The openacc code below failed to be parallelized. The compiler output this:
70, Loop carried dependence of ‘dx’ prevents parallelization
Loop carried backward dependence of ‘dx’ prevents vectorization
Inner sequential loop scheduled on accelerator
!$acc kernels loop private(m,dx)
do m=1,me
zelectron0(1:5,m)=zelectron(1:5,m)
dx(1)=1.0
dx(2)=d_zelectron(1,1)
dx(3:4)=dx(1:2)*2.0
enddo
But if I changed
dx(3:4)=dx(1:2)*2.0
to
dx(3)=dx(1)*2.0
dx(4)=dx(2)*2.0
The code can be parallelized by the PGI compiler. So I am puzzled. Could anyone please explain this? Thanks in advance.
Hi Yang Zhao,
Do you have the full output from the compiler feedback? I’m thinking that the message is coming from the implicit array syntax loop and not the outer m loop. If this is the case, then the message is just informational and can be ignored.
Hi Mat,
Thanks for your reply. The full output from the compiler feedback is as follows:
66, Loop is parallelizable
Accelerator kernel generated
66, !$acc loop gang ! blockidx%x
67, !$acc loop vector(32) ! threadidx%x
Loop is parallelizable
70, Loop carried dependence of 'dx' prevents parallelization
Loop carried backward dependence of 'dx' prevents vectorization
Inner sequential loop scheduled on accelerator
So the code with line is:
65 !$acc kernels loop private(m,dx)
66 do m=1,me
67 d_zelectron0(1:5,m)=d_zelectron(1:5,m)
68 dx(1)=1.0
69 dx(2)=d_zelectron(1,1)
70 dx(3:4)=dx(1:2)*2.0
71 ! dx(4)=dx(2)*2.0
...
enddo
!$acc end kernels
So the m loop is parallelizable and the line 70 cannot be vectorized. The compiler will do like this:
dx(3)=dx(1)*2.0
dx(4)=dx(2)*2.0
Am I right?[/code]
Another question: Is dx shared for all CUDA threads if dx is not included in private clause? If so, it will occur that one thread write to dx while another thread also read it. This will be a programming error. If we add dx in the private clause, the problem will be solved, is this right?

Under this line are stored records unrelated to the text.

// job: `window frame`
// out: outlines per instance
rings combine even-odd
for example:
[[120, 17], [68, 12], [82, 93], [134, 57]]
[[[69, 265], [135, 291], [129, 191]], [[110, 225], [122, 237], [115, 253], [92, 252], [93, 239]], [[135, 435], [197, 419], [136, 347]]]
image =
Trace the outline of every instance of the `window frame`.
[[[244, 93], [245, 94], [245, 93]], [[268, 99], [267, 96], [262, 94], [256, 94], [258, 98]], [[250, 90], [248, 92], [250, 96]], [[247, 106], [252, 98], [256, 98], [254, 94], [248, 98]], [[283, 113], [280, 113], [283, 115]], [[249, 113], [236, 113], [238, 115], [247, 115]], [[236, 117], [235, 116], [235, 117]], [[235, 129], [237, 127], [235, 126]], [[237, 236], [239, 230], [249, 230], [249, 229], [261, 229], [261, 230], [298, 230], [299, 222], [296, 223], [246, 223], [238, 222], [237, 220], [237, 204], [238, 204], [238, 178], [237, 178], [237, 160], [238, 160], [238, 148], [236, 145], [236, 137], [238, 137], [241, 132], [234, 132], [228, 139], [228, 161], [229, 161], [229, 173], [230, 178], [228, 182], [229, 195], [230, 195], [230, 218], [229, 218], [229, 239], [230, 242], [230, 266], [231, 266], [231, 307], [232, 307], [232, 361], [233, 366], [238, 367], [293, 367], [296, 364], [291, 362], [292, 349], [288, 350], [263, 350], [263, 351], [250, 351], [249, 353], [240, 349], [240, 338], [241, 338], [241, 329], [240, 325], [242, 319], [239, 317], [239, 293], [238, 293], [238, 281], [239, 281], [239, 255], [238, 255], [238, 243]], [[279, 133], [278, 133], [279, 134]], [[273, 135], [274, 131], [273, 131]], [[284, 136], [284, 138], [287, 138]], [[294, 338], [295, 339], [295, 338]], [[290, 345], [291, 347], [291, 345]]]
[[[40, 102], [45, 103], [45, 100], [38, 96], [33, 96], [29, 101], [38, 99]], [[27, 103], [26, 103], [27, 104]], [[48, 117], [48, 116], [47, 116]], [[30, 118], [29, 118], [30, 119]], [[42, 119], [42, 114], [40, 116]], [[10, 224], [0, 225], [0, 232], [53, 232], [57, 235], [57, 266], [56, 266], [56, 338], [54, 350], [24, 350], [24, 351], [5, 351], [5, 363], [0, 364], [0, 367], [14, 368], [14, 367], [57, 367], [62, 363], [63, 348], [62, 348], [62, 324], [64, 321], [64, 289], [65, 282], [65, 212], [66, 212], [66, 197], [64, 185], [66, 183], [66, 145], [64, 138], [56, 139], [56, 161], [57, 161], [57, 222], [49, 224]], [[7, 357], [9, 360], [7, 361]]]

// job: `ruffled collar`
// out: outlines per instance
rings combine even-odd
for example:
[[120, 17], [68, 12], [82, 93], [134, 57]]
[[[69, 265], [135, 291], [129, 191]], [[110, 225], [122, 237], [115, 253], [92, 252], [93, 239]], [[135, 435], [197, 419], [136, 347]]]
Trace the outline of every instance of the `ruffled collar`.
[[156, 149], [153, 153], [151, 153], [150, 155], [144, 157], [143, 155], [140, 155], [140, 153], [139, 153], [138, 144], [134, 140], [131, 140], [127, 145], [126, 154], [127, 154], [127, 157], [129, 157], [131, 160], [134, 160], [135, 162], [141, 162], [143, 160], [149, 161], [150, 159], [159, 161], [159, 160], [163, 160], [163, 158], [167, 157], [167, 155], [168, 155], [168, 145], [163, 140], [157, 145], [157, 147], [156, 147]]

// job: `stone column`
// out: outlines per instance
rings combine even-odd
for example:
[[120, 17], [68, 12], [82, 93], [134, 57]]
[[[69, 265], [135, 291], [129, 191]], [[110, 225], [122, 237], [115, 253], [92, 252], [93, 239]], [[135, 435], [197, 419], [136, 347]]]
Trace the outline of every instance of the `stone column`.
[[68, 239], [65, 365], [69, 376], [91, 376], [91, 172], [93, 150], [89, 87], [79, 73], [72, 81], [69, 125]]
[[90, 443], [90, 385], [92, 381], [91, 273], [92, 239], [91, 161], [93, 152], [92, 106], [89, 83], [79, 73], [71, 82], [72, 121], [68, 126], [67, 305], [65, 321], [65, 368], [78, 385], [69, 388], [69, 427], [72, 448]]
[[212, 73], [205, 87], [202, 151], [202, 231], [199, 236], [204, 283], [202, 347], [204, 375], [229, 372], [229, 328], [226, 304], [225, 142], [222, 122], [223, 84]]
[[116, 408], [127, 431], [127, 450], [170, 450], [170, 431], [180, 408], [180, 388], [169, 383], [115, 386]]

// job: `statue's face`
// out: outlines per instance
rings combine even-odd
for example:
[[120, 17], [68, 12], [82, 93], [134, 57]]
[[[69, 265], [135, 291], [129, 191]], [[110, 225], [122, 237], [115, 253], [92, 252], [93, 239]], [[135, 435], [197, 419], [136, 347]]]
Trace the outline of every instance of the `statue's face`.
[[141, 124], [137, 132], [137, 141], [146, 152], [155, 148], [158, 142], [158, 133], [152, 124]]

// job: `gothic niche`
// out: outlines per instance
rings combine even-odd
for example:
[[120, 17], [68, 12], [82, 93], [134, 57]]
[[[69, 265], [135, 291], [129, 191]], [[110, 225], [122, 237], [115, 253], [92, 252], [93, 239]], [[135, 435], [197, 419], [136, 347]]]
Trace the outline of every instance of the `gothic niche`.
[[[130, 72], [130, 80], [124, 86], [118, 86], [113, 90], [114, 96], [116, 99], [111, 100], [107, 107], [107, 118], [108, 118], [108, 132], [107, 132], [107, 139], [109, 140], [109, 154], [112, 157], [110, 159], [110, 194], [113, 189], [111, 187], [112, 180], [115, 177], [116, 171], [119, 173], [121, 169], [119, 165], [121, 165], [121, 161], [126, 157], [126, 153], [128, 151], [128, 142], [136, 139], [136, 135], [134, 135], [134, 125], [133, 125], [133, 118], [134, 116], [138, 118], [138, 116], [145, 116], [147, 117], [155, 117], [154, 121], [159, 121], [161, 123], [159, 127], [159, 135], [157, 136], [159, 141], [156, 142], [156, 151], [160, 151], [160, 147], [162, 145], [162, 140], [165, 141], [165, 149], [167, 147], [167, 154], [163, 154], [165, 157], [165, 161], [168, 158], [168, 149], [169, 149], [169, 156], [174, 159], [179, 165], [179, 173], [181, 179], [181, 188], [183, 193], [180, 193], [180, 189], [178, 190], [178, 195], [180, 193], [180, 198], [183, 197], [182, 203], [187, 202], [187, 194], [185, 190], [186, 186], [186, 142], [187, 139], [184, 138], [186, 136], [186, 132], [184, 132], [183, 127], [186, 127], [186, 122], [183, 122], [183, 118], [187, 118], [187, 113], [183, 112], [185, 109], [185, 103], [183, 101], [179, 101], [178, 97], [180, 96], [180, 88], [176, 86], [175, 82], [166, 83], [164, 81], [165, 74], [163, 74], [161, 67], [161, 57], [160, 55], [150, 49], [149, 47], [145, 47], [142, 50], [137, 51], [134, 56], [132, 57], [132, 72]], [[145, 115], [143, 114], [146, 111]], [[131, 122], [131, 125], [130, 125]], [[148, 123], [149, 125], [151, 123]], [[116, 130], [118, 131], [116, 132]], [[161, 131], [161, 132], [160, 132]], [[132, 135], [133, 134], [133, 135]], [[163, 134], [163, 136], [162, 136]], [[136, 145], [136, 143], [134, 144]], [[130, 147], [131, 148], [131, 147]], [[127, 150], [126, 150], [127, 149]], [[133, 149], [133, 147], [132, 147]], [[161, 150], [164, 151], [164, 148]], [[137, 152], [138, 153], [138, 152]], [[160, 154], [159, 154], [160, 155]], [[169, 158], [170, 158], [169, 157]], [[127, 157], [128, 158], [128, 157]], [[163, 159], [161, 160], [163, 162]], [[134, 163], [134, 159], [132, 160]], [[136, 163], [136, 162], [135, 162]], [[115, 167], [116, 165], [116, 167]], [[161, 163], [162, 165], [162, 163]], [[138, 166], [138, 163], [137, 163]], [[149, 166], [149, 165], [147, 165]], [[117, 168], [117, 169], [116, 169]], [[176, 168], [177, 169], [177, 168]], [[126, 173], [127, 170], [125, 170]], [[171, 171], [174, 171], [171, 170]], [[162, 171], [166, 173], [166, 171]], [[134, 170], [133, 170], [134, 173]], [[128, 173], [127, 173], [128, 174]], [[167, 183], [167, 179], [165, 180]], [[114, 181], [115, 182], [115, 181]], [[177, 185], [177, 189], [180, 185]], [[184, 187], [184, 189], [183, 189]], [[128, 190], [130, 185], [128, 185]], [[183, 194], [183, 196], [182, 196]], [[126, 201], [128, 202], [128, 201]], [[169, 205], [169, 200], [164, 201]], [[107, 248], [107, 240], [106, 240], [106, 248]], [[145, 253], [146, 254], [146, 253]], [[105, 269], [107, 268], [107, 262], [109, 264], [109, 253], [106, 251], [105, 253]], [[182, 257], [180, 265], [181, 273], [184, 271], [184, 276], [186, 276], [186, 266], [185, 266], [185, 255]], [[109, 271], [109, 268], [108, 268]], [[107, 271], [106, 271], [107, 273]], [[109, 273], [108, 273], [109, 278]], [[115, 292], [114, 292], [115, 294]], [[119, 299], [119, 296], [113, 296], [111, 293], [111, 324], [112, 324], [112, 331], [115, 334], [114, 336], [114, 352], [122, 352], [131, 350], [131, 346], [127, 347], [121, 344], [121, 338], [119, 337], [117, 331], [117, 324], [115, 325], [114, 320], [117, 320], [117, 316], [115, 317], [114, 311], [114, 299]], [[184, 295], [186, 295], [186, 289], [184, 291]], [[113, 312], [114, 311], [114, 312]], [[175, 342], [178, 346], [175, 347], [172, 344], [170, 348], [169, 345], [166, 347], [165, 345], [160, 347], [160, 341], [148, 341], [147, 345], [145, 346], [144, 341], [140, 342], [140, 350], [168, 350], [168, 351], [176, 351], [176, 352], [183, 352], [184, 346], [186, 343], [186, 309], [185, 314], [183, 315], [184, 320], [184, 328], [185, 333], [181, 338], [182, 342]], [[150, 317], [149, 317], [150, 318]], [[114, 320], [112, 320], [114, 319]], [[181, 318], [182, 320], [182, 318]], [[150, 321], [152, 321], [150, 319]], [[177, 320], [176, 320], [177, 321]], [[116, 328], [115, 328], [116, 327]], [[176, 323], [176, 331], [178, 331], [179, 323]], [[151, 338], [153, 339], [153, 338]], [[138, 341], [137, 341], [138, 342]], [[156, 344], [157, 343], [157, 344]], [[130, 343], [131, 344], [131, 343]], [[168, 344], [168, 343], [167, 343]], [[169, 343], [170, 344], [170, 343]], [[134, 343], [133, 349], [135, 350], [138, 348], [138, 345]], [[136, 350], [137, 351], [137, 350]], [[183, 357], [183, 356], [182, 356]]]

So what is happening is that the compiler is vectorizing the array expression. Given it’s small, you’ll want to override the compiler’s default schedule and replace it with
65 !$acc kernels loop gang vector private(dx)
Is dx shared for all CUDA threads if dx is not included in private clause? If so, it will occur that one thread write to dx while another thread also read it. This will be a programming error. If we add dx in the private clause, the problem will be solved, is this right?
Correct. Arrays are shared by default so not including dx in a private clause will cause a race condition.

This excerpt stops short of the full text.